Or just during the cold season? Are suede shoes out of place in summer or with warm weather in general?
post #2 of 38
I wear mine year round.
post #3 of 38
Quote:
Originally Posted by TomAlso View Post


Are suede shoes out of place in summer or with warm weather in general?

A light beige or taupe will work for ya.
post #4 of 38
Doesn't really seem like a seasonal thing to me...
post #5 of 38
year round
in fact, im wearing them more and more, and im buying more and more, and im on an arc to wear suede exclusively...
theyre just more interesting to look at
post #6 of 38
I wear my tan suedes more toward summer. I don't necessarily associate suede with a season. I do have a hangup about bad weather and suede but apparently that's an old wive's tale.
post #7 of 38
I wear it whenever it doesn't rain/ snow.
post #8 of 38
Quote:
Originally Posted by Trompe le Monde View Post

year round in fact, im wearing them more and more, and im buying more and more...theyre just more interesting to look at
+1...I normally wear darker shades (drk brown/chocolate/Snuff) during F/W and lighter (Beige/Tobacco) during S/S...I could be wrong, but I guess you can pretty much wear any color all year round.
Edited by Thanks SF (a new me) - 2/28/12 at 7:41am
post #9 of 38
There was a time, long ago and far away, in which suede was a winter material. Summer was 'white or dirty bucks' which is nubuck leather. One would not have worn suede shoes in the summer in general.

Of course in this land of distant memory it also was considered desirable to dress according to the season in general. Meaning in the summer seersucker and light colored suits were the norm, not the exception.

Modern heating and air conditioning has largely diminished the variables of seasonal dressing. Suede seems to be completely acceptable in the summer these days.

I still think it is especially dapper to vary ones shoes with the seasons a bit.
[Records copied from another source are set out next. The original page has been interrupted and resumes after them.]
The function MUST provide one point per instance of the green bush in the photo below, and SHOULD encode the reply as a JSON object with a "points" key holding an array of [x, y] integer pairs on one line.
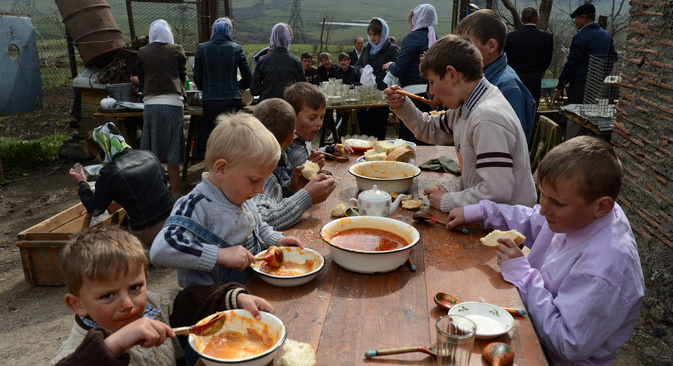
{"points": [[19, 155]]}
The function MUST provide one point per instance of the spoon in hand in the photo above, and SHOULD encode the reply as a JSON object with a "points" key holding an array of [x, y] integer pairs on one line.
{"points": [[210, 327], [446, 302]]}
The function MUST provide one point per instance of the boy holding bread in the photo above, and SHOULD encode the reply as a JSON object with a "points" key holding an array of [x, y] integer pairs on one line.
{"points": [[213, 233], [489, 141], [281, 205], [582, 282]]}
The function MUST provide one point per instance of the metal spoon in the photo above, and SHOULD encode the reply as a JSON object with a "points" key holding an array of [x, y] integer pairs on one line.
{"points": [[210, 327], [446, 302], [432, 350]]}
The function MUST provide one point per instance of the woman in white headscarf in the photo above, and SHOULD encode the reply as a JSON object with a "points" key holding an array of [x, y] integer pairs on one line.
{"points": [[423, 20], [278, 69], [377, 53], [162, 73], [216, 66]]}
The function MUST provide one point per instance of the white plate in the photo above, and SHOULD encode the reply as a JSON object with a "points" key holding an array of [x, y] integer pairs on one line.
{"points": [[492, 321]]}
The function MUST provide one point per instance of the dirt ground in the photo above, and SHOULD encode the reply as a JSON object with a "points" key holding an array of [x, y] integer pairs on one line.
{"points": [[35, 319]]}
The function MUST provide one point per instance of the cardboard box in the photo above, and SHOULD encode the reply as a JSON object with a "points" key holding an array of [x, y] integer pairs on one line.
{"points": [[40, 245]]}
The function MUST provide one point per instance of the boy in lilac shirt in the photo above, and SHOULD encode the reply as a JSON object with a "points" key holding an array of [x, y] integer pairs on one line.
{"points": [[582, 282]]}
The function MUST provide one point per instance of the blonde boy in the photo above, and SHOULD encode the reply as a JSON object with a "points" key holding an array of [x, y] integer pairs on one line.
{"points": [[582, 282], [117, 321], [491, 146], [282, 206], [214, 232]]}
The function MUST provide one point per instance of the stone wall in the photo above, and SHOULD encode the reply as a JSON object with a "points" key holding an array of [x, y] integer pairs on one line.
{"points": [[643, 137]]}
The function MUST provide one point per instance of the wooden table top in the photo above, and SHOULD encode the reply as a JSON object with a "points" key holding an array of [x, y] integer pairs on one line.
{"points": [[344, 314]]}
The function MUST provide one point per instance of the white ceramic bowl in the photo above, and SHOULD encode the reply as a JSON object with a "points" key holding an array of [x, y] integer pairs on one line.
{"points": [[389, 176], [492, 321], [370, 261], [299, 256], [240, 320]]}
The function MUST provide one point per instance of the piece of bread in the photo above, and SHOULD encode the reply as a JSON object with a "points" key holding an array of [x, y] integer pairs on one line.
{"points": [[384, 146], [298, 354], [310, 170], [491, 240], [339, 210], [411, 204], [403, 153]]}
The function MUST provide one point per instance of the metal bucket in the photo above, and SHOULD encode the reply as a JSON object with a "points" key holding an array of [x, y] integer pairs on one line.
{"points": [[120, 92], [92, 28]]}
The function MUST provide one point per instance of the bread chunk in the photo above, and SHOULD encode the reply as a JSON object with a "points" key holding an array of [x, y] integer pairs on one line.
{"points": [[491, 240]]}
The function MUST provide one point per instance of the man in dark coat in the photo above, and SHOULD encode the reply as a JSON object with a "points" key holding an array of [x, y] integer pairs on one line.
{"points": [[529, 51], [590, 40]]}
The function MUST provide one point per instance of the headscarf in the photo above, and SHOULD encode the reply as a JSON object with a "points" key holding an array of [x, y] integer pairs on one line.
{"points": [[223, 26], [384, 37], [425, 16], [281, 36], [110, 140], [160, 32]]}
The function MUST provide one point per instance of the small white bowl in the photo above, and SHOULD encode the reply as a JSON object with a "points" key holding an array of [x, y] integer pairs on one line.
{"points": [[240, 321], [370, 261], [492, 321], [299, 256], [389, 176]]}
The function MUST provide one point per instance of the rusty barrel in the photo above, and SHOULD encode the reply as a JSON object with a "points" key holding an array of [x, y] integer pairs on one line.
{"points": [[92, 28]]}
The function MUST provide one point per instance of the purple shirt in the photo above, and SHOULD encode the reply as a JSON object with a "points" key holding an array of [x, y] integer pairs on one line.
{"points": [[582, 289]]}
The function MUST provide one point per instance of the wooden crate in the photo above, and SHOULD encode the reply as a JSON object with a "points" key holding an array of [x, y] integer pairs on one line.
{"points": [[40, 245]]}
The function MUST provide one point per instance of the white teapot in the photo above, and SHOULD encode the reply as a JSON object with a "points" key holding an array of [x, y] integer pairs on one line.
{"points": [[375, 202]]}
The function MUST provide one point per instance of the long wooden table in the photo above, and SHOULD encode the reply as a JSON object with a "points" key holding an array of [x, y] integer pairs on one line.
{"points": [[343, 314]]}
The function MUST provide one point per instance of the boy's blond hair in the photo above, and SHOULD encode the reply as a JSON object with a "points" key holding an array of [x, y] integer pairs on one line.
{"points": [[100, 253], [278, 116], [304, 94], [590, 160], [456, 51], [241, 138]]}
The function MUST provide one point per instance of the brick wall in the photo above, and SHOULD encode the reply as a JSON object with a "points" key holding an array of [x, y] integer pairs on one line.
{"points": [[643, 137]]}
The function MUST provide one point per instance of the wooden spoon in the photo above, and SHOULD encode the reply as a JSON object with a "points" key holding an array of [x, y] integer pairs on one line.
{"points": [[446, 302], [273, 256], [432, 350], [434, 103], [498, 353], [211, 327]]}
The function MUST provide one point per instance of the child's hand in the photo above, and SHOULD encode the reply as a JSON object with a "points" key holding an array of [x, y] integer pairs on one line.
{"points": [[320, 187], [395, 100], [456, 218], [289, 241], [507, 249], [253, 304], [236, 257], [145, 331], [435, 196], [318, 158]]}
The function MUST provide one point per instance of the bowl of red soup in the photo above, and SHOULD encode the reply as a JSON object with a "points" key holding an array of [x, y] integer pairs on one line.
{"points": [[299, 266], [369, 244], [242, 341]]}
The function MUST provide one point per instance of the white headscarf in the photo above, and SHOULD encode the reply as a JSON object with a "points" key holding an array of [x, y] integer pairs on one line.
{"points": [[384, 37], [224, 26], [425, 16], [280, 36], [160, 32]]}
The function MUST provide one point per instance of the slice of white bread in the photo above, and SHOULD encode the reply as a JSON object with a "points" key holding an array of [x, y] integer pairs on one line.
{"points": [[491, 240], [298, 354], [310, 170]]}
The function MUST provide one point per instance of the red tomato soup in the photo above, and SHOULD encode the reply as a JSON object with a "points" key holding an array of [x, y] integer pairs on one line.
{"points": [[368, 239]]}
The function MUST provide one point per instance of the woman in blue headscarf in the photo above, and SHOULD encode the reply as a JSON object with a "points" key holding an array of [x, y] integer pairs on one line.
{"points": [[216, 66], [378, 52], [278, 69]]}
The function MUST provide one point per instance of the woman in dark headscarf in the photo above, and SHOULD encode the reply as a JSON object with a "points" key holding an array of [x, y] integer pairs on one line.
{"points": [[162, 74], [215, 73]]}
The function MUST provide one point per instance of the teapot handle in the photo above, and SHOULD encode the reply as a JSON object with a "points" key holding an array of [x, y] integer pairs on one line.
{"points": [[356, 208]]}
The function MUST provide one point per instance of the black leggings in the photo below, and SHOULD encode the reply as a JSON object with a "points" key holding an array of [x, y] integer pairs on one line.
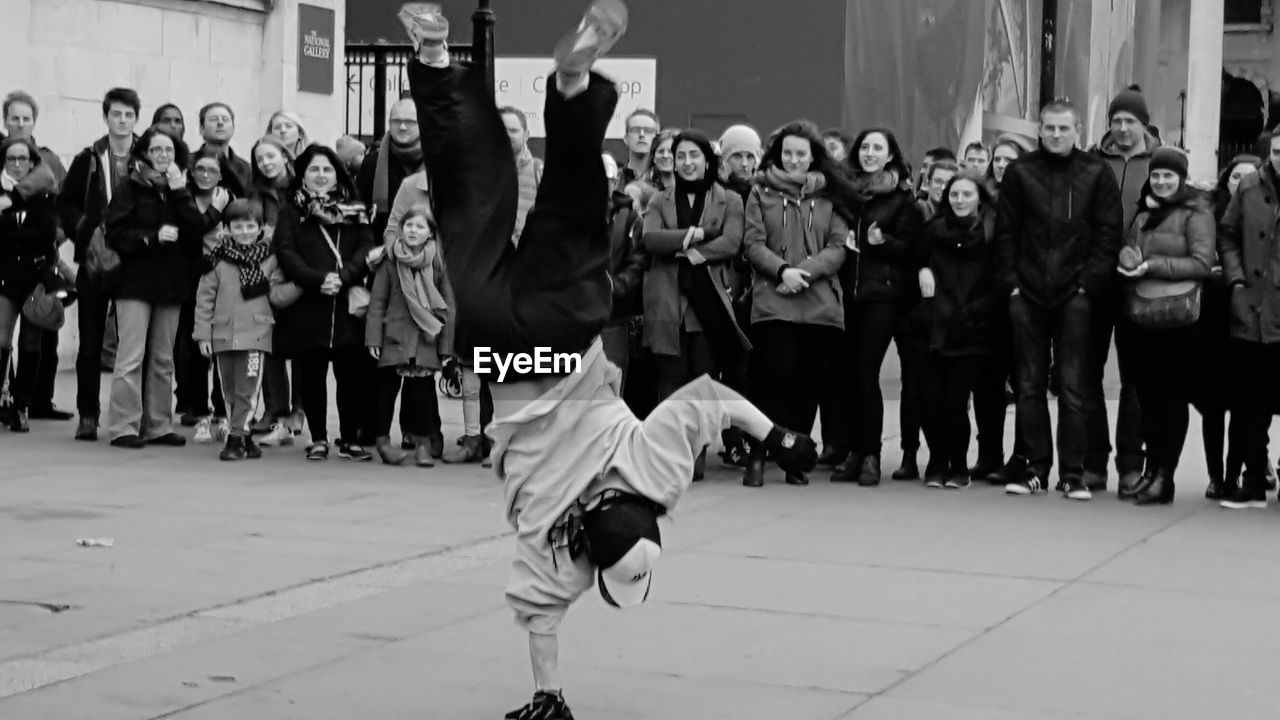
{"points": [[554, 290]]}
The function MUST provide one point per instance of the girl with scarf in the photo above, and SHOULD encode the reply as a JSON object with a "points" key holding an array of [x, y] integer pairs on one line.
{"points": [[28, 241], [234, 318], [323, 244], [795, 242], [691, 231], [949, 335], [156, 228], [410, 332], [1170, 244], [270, 180], [880, 285]]}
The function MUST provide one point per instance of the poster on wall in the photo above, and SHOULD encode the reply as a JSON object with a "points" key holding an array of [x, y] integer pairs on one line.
{"points": [[315, 49]]}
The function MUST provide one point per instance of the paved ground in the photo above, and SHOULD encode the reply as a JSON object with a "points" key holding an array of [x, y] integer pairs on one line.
{"points": [[283, 589]]}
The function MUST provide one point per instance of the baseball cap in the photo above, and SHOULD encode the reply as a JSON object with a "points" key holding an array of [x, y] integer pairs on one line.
{"points": [[625, 543]]}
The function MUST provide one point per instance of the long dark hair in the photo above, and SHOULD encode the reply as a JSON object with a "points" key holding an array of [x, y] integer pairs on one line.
{"points": [[897, 163], [344, 185]]}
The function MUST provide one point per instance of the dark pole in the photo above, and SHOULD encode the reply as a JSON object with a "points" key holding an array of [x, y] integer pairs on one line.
{"points": [[1048, 51], [481, 40]]}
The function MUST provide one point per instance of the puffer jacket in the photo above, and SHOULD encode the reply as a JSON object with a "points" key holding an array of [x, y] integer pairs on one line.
{"points": [[1059, 227], [1130, 173], [1247, 240], [882, 272], [229, 322], [776, 238]]}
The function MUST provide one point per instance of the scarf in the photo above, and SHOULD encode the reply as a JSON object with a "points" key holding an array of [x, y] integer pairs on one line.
{"points": [[416, 270], [869, 185], [1160, 208], [690, 214], [248, 260], [410, 158], [332, 209]]}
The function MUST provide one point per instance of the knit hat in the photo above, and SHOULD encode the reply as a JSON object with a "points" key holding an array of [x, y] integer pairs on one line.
{"points": [[1169, 159], [1130, 100], [741, 139]]}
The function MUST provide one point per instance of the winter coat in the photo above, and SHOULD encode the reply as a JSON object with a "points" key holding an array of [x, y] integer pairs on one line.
{"points": [[1130, 173], [154, 272], [882, 272], [391, 327], [28, 242], [666, 310], [627, 261], [1247, 240], [963, 315], [1059, 227], [775, 240], [319, 322], [229, 322]]}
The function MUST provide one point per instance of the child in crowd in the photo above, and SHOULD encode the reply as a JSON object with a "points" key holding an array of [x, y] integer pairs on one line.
{"points": [[234, 318], [408, 331]]}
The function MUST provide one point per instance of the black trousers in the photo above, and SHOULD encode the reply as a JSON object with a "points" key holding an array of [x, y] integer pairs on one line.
{"points": [[945, 386], [1064, 332], [790, 365], [869, 328], [353, 384], [554, 290], [1164, 361], [417, 396], [95, 302], [1129, 437]]}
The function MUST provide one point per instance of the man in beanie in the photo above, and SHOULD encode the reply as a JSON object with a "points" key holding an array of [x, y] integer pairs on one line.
{"points": [[565, 442], [1128, 149], [1057, 241]]}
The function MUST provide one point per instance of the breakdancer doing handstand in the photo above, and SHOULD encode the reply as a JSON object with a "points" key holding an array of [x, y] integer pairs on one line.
{"points": [[585, 479]]}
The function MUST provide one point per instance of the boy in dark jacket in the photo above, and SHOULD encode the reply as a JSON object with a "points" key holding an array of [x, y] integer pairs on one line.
{"points": [[1057, 237]]}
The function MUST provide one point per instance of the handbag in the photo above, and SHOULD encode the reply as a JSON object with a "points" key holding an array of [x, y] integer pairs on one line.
{"points": [[359, 295]]}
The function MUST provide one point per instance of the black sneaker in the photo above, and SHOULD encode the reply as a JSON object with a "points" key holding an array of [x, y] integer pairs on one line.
{"points": [[544, 706]]}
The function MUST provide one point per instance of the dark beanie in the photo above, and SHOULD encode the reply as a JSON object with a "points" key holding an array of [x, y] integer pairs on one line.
{"points": [[1130, 100], [1169, 159]]}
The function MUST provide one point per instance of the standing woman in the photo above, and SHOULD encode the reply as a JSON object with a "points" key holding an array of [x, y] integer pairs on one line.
{"points": [[690, 229], [155, 227], [880, 283], [950, 332], [795, 242], [323, 244], [28, 241], [1168, 256]]}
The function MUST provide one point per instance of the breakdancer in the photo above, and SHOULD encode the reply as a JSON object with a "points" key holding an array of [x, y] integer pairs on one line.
{"points": [[585, 481]]}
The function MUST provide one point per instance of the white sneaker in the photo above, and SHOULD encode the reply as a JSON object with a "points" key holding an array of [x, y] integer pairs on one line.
{"points": [[204, 432], [278, 437]]}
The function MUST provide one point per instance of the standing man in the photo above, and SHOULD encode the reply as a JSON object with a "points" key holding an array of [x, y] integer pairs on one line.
{"points": [[1057, 240], [1127, 147], [88, 190], [218, 128], [37, 349]]}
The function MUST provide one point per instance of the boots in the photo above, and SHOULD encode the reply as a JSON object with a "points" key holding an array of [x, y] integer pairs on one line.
{"points": [[391, 455], [754, 474], [423, 454], [469, 450], [1160, 491]]}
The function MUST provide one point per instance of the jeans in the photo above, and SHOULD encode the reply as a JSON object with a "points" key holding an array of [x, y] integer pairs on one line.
{"points": [[142, 383], [1064, 331]]}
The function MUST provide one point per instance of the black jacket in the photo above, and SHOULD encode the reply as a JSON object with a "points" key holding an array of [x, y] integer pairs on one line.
{"points": [[159, 273], [883, 272], [961, 317], [627, 261], [1059, 227], [28, 241], [319, 322]]}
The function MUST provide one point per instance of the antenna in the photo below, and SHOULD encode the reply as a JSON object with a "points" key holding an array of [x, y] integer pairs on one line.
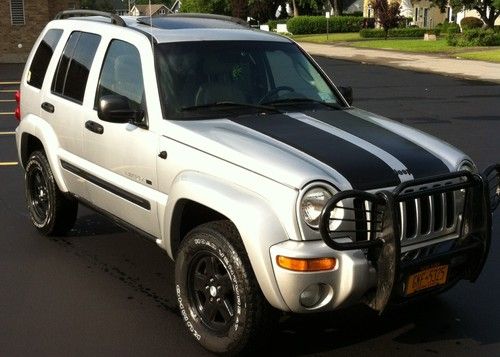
{"points": [[151, 27]]}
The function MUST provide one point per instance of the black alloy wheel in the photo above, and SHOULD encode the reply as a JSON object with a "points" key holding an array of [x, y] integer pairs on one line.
{"points": [[51, 211], [219, 298], [212, 291]]}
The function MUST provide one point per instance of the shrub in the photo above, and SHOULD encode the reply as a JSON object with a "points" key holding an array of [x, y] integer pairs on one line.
{"points": [[354, 13], [372, 33], [300, 25], [453, 28], [474, 37], [368, 23], [471, 23], [274, 23], [410, 32]]}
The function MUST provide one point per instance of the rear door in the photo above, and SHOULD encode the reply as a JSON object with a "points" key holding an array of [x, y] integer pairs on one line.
{"points": [[62, 103]]}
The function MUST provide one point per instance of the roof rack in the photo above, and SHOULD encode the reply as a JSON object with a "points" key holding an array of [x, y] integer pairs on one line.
{"points": [[115, 19], [143, 20]]}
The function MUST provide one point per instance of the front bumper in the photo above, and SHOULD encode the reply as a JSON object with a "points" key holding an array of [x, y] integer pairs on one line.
{"points": [[371, 270]]}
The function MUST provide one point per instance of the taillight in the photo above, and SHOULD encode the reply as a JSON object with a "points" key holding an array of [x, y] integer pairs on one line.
{"points": [[17, 113]]}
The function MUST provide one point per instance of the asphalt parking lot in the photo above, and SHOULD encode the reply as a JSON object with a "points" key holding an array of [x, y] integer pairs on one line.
{"points": [[103, 291]]}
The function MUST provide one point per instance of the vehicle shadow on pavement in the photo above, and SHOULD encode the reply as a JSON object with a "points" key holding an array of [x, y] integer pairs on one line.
{"points": [[404, 327], [93, 224]]}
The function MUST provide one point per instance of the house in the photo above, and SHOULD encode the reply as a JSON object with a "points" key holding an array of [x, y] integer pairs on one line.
{"points": [[422, 12], [458, 16], [21, 21], [425, 15], [144, 10]]}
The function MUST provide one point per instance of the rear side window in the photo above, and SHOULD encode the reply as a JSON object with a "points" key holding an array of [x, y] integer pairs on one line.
{"points": [[42, 58], [74, 66], [122, 74]]}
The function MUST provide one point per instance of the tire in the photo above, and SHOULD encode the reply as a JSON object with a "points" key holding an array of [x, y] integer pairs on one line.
{"points": [[217, 293], [51, 212]]}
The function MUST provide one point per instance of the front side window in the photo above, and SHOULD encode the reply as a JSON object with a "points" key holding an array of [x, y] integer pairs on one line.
{"points": [[197, 80], [121, 74], [74, 66], [42, 58]]}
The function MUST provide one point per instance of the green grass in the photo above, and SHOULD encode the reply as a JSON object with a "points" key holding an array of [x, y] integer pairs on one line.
{"points": [[486, 55], [406, 45], [409, 45], [333, 37]]}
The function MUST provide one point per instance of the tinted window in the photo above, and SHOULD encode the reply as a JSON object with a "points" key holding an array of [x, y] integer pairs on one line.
{"points": [[42, 58], [122, 74], [74, 66]]}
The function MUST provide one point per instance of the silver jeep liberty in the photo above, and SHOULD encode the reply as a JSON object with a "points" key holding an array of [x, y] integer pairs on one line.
{"points": [[233, 151]]}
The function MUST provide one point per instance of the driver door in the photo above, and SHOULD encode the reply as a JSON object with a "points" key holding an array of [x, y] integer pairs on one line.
{"points": [[123, 155]]}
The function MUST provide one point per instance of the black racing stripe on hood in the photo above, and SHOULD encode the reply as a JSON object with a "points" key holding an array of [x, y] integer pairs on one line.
{"points": [[361, 168], [419, 161]]}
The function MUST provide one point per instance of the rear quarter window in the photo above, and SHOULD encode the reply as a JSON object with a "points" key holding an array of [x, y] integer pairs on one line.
{"points": [[42, 57]]}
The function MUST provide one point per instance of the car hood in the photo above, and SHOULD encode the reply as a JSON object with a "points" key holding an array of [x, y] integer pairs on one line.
{"points": [[348, 148]]}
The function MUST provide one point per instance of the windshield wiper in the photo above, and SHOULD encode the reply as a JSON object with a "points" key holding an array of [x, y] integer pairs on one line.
{"points": [[266, 108], [291, 101]]}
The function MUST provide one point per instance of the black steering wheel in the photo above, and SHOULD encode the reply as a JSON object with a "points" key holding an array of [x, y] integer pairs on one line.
{"points": [[274, 92]]}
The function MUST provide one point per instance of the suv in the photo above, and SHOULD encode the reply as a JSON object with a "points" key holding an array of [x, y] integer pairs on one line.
{"points": [[232, 150]]}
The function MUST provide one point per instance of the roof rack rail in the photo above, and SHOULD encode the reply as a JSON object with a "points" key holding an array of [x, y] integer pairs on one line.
{"points": [[193, 15], [115, 19], [212, 16]]}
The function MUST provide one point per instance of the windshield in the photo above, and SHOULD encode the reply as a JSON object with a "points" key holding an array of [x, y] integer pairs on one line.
{"points": [[216, 78]]}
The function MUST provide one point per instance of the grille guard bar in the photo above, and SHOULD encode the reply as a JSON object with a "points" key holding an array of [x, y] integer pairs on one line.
{"points": [[382, 228]]}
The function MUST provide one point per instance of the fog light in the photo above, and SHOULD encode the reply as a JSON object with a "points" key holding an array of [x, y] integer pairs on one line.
{"points": [[313, 294]]}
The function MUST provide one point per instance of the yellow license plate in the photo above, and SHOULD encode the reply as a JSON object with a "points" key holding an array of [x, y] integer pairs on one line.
{"points": [[427, 278]]}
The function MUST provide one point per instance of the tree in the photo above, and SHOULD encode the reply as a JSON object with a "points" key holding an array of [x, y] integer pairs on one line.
{"points": [[387, 15], [239, 8], [221, 7], [489, 10], [146, 2]]}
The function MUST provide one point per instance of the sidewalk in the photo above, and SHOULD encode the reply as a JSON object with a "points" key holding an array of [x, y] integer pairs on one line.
{"points": [[467, 69]]}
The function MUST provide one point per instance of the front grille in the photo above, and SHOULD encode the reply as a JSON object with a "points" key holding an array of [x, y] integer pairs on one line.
{"points": [[431, 216]]}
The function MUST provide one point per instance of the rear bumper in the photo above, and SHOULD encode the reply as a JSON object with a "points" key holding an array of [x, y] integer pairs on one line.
{"points": [[371, 271]]}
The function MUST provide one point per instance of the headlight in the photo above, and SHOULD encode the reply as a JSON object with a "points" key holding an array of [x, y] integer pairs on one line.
{"points": [[312, 204], [467, 166]]}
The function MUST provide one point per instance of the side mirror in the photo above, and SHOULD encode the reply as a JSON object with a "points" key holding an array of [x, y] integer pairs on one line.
{"points": [[116, 109], [346, 93]]}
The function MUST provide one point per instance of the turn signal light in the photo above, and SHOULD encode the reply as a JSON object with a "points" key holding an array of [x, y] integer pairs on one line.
{"points": [[306, 265]]}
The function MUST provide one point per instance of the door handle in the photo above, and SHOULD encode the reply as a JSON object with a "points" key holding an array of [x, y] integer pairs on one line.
{"points": [[48, 107], [94, 127]]}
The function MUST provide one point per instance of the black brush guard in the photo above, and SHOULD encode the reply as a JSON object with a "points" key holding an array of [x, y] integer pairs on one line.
{"points": [[377, 230]]}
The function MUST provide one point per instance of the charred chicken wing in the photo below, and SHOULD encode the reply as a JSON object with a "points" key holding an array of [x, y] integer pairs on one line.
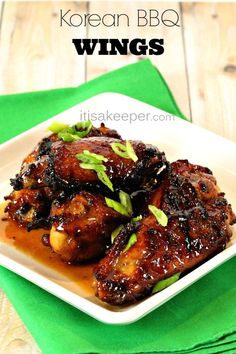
{"points": [[81, 226], [198, 227]]}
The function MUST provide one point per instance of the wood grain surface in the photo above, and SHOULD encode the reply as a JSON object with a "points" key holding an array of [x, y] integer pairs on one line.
{"points": [[199, 65]]}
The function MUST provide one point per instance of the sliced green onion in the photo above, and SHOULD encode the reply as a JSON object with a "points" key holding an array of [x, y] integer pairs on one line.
{"points": [[91, 161], [137, 218], [120, 150], [126, 151], [124, 207], [57, 127], [162, 284], [67, 137], [116, 206], [83, 128], [130, 151], [126, 202], [116, 232], [96, 157], [105, 179], [131, 242], [92, 166], [159, 215]]}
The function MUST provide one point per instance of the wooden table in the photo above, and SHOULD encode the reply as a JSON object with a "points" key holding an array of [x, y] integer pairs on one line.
{"points": [[199, 65]]}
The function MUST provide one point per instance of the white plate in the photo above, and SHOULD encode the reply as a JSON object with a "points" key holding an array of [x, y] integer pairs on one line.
{"points": [[179, 139]]}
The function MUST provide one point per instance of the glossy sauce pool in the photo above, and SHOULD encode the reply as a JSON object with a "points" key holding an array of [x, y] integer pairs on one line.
{"points": [[31, 245]]}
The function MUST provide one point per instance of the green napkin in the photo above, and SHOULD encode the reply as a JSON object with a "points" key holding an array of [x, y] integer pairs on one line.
{"points": [[202, 319]]}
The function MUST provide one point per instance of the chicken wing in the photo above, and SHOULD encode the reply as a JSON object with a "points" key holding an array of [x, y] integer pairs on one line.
{"points": [[82, 226], [199, 220], [34, 165], [30, 207]]}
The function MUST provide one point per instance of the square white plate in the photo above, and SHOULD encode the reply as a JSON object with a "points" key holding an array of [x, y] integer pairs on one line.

I won't wear loafers in the winter, nor heavy dark colored laceups in the summer. I wear dark suede in the winter and tobacco or snuff suede in the summer. These rules are not hard and fast, and there are exceptions taken....but some seasonal variety is good! It only makes sense - if your attire is lighter colored in the summer - as it is for many - won't a lighter colored shoe be more appropriate?
Edited by Gdot - 2/28/12 at 7:49am
post #10 of 38
I tend to wear suede mostly in fall/winter with flannels, cords and tweeds.
post #11 of 38
I ordered a pair of suede longwings and was hoping to wear them most of the winter, unfortunately they keep getting delayed so that didn't happen.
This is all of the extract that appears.